You would think that on one of the
three days of summer Liverpool is treated to, the last place that you wouldd
want to be is in a warm dank basement. But come people did, so clearly Wolf
Alice (the latest band to roll off of the NME’s hype machine) are clearly doing
something right.
Opening band Mohebbi’s bluesy psych comes
across initially as something of a misstep on the promoters part, given that
they do not really fit in with the evening’s more indie aesthetics. The band span
things around entirely on songs like Jack and John, even descending into some
Can style freak-outs... if Oasis decided to cover Can. Imagine that, I dare
you.
Carrying on the 00s revival
Liverpool seems to be undergoing (see the Soho Riots), The Shadow Theatre’s
scratchy, snotty indie felt like being 14 again. You know, when that guy in the
trilby and winklepickers at the front of the Babyshambles gig was the coolest
guy you’d ever seen. Scratchy rhythms and jangly leads abounded throughout
their over-short set, especially on Interpol-esque tracks like Follow the
Lights or the Rakes-lite of Concepts (22 Grand Job anyone?)
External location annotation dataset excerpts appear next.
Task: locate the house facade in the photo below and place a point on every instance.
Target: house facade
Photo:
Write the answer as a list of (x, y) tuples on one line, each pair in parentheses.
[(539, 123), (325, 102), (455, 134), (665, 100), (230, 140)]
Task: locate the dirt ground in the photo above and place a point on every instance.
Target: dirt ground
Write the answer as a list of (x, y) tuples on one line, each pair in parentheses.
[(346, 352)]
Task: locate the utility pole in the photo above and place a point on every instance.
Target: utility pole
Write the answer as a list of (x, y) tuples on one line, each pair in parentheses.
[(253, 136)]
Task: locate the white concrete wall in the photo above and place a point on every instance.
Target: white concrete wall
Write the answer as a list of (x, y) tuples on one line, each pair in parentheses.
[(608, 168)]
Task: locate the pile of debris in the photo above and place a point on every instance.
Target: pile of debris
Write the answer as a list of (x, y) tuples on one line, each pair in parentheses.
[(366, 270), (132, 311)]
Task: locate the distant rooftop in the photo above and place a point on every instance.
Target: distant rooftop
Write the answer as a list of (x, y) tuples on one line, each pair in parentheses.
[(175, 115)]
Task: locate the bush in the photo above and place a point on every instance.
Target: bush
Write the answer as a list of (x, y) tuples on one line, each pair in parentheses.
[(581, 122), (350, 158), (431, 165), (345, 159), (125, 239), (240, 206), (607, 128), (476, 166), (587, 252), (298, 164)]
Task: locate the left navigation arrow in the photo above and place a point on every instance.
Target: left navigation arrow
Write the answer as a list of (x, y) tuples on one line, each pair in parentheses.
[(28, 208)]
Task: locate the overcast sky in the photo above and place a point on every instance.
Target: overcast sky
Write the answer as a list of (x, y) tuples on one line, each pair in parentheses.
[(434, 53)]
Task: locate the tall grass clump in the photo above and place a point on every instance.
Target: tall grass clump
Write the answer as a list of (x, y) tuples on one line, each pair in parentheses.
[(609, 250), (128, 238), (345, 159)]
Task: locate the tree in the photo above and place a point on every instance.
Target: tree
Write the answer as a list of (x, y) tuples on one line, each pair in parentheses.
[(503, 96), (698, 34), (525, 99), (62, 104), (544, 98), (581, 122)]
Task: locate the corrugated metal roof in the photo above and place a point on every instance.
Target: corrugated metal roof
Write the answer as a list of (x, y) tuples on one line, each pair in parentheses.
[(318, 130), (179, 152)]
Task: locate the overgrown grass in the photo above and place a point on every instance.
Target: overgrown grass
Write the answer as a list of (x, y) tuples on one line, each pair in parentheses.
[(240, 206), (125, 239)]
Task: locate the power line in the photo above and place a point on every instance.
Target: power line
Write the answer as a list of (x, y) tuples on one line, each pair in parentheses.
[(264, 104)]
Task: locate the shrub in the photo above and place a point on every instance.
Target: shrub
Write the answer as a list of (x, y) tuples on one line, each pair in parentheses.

Finally entering the ‘dungeon’ after
a slight delay, Wolf Alice’s blissed out twee grunge on tracks like Nobody Loves You Anymore is perfect for a hazy
June evening. Imagine Dinosaur Jr. rawness with Maccabees melodies. Yeah
something like that. Pretty sweet stuff, non?
The more slow-burner kind of moments
are a bit of a drag sadly, slowing the night down and reducing the band’s
momemtum. Which makes it all the more a shame that barely anyone was boogeying
along to the upbeat numbers. However it is their recent single Bros which tops
the gig with it’s pure epicness – if this was 2004 this would have been every
nascent indie kid’s anthem, à la Time for Heroes for the digital age.
It is also so refreshing to see a
band not bother with one of those encores where the band are off stage for
literally 30 seconds before popping back on for a few un-asked for numbers.